My book at the ACA

A few folks writing me about my book and whether I support the Affordable Care Act after yesterday’s post, and a question about the cost of what I proposed in my book.

  • Yes, I am a strong supporter of the ACA. The book makes my support quite clear. However, even if all goes well, it is not the last word. A policy based health reform would likely mean revisiting/tweaking/adding things to the ACA/our health system every Congress for the rest of my life. We will never be done with health reform. Here are the ~30 columns on health reform I wrote for the News and Observer from June 2009 to May 2012.
  • I don’t think we will ever do the hardest parts of addressing costs without both political parties bearing responsibility for the effort. To date, Republicans have been the ones who are only clear about what they are against, with no coherence about what they are for. Maybe that is changing, but they are the “side” without a clear negotiating position, at least among elected officials. Their offer is the next step to get to a broader deal that I believe to eventually be inevitable.
  • One person asked if I was claiming that ending the tax exclusion of employer provided health insurance would pay for everything I wrote in my book in terms of health policy. Short answer is no. Fuller answer is that my book is really a set of ideas about the direction that I think we would go if Republicans and Democrats actually negotiated what I understand to be their ideological/interest group interests on health reform. My book offers a set of directions and ideas as opposed to costed-out plan, and they are big changes I suggest.
  • For example, if we had a universal federally guaranteed catastrophic insurance plan (lets say Medicare part E), the cost of covering the young uninsured with a huge deductible like I suggested ($10,000) would be relatively inexpensive. However, if everyone is covered by such a catastrophic plan, you could expect that employers would alter private coverage to ‘wrap around’ the catastrophic amount. This would result in several things happening over time. (1) the link between employment and health insurance would break down. A huge change that I think would be a good one, as it would actually allow entrepeneurs to innovate and take risks; today there is a Duke employee(s) with a great idea for a business but who remains locked into a job they don’t like simply for the health insurance. (2) Less employer sponsored health insurance would shift compensation from the non-taxable vareity (health insurance) to the taxable variety. (3) I would want to offer private gap insurance in exchanges, with coverage eventually bought with after tax dollars, and therefore remove the hidden subsidy of health insurance via the tax code, and make any income-based (my preference) subsidy be totally transparent. Costing this out is beyond my technical expertise….what I was trying to do is give a sense of where I think we should head next. I think a deal of some sort (whether mine or otherwise) is eventually inevitable, but not sure when. Until then, I am all for implementing the ACA.
  • Even if there were a resurgence (or I would say a beginning) of serious conservative proposals on health policy put forth by elected officials, the first step to this outcome will have been the ACA. It broke the logjam that was the status quo.

About Don Taylor
Professor of Public Policy at Duke University (with appointments in Business, Nursing, Community and Family Medicine, and the Duke Clinical Research Institute).
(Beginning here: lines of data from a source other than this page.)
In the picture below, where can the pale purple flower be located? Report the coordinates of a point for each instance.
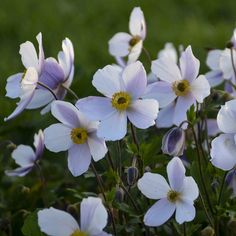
(26, 157)
(124, 44)
(93, 219)
(49, 73)
(178, 196)
(123, 90)
(178, 89)
(223, 147)
(75, 134)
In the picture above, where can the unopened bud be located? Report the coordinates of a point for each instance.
(173, 142)
(208, 231)
(132, 175)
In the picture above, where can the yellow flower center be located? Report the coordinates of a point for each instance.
(79, 233)
(181, 87)
(173, 196)
(134, 41)
(121, 101)
(79, 135)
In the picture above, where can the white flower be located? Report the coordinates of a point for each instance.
(75, 134)
(124, 44)
(123, 90)
(93, 219)
(177, 197)
(26, 157)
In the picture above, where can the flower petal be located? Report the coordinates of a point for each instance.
(159, 213)
(57, 137)
(95, 108)
(56, 222)
(93, 215)
(119, 44)
(137, 25)
(176, 173)
(200, 88)
(97, 146)
(161, 91)
(143, 113)
(153, 186)
(79, 159)
(189, 65)
(114, 127)
(185, 211)
(135, 79)
(165, 69)
(223, 149)
(66, 113)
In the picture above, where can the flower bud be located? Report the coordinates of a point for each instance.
(132, 175)
(173, 142)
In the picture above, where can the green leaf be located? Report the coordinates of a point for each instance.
(30, 227)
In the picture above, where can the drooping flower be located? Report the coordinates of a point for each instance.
(123, 90)
(51, 75)
(178, 196)
(26, 157)
(93, 219)
(178, 89)
(75, 134)
(124, 44)
(223, 147)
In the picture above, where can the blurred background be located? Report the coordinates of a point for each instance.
(90, 24)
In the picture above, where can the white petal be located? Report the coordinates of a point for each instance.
(23, 155)
(223, 149)
(93, 215)
(137, 25)
(113, 127)
(97, 146)
(166, 70)
(108, 80)
(56, 222)
(95, 108)
(190, 189)
(135, 79)
(162, 92)
(159, 213)
(185, 211)
(213, 59)
(189, 64)
(119, 44)
(143, 113)
(58, 138)
(66, 113)
(79, 159)
(200, 88)
(176, 173)
(226, 117)
(153, 186)
(13, 85)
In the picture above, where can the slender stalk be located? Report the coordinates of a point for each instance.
(46, 87)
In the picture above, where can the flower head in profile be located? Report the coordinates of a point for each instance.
(123, 90)
(124, 44)
(93, 219)
(223, 147)
(48, 78)
(178, 89)
(75, 134)
(178, 196)
(26, 157)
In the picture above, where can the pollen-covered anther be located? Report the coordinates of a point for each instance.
(121, 100)
(79, 233)
(173, 196)
(181, 87)
(79, 135)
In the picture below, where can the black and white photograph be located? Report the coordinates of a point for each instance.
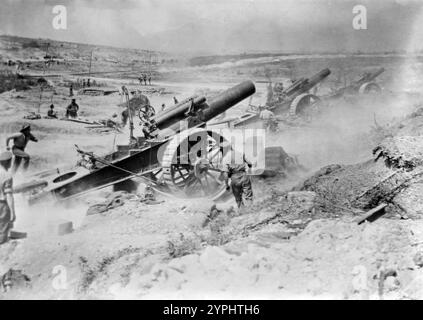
(211, 150)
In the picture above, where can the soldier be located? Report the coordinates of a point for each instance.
(51, 113)
(72, 110)
(20, 140)
(7, 205)
(236, 170)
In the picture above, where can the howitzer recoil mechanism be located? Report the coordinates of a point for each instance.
(364, 85)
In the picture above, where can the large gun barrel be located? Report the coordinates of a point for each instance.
(370, 76)
(178, 112)
(215, 106)
(228, 99)
(304, 85)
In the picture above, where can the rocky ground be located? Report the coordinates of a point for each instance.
(300, 239)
I am one of the founding faculty of the Margolis Center for Health Policy, and currently serve as Chair of Duke's University Priorities Committee (UPC). My research focuses on improving care for persons who are dying, and I am co-PI of a CMMI award in Community Based Palliative Care. I teach both undergrads and grad students at Duke. On twitter @donaldhtaylorjr

4 Responses to My book at the ACA

  1. richard says:

    “I would want to offer private gap insurance in exchanges”. I agree with catastrophic coverage but in terms of providing support in the vicinity of the deductible wouldn’t it be more efficient to simply provide deductible support, like a health savings account though not necessarily tax advantaged. This I think would have a transformative effect especially when you look at PCP. I am always struck at what should be a simple enterprise is very complex. This may be geographically biased but when i see my physician or my child’s pediatrician there is an army of administrative personnel dedicated to chasing down reimbursements. If the PCP was cash driven their overhead would be significantly lower and you could see it being much more lucrative than it currently is. Imagine a world where a PCP charges $40 per visit and averages 4 visits an hour. If he is getting the money from the patient at the time of service realistically he could manage on a staff of one or even none. More and better compensated PCPs equals fewer specialists, fewer unnecessary procedures and probably better coordinated care. Anyways, my two cents. Have you read David Goldhill’s book? I would be interested in your thoughts on it.

    • Don Taylor says:

      I haven’t read Goldhill’s book, but will try and take a look. Family issues have been predominating as we are navigating a transition of my mother in law from a NH to assisted living. There are lots of different catastrophic approaches, and I would likely consider most of the friendly amendments….I mostly want to get true universal cata coverage and move away from tax preferenced spending.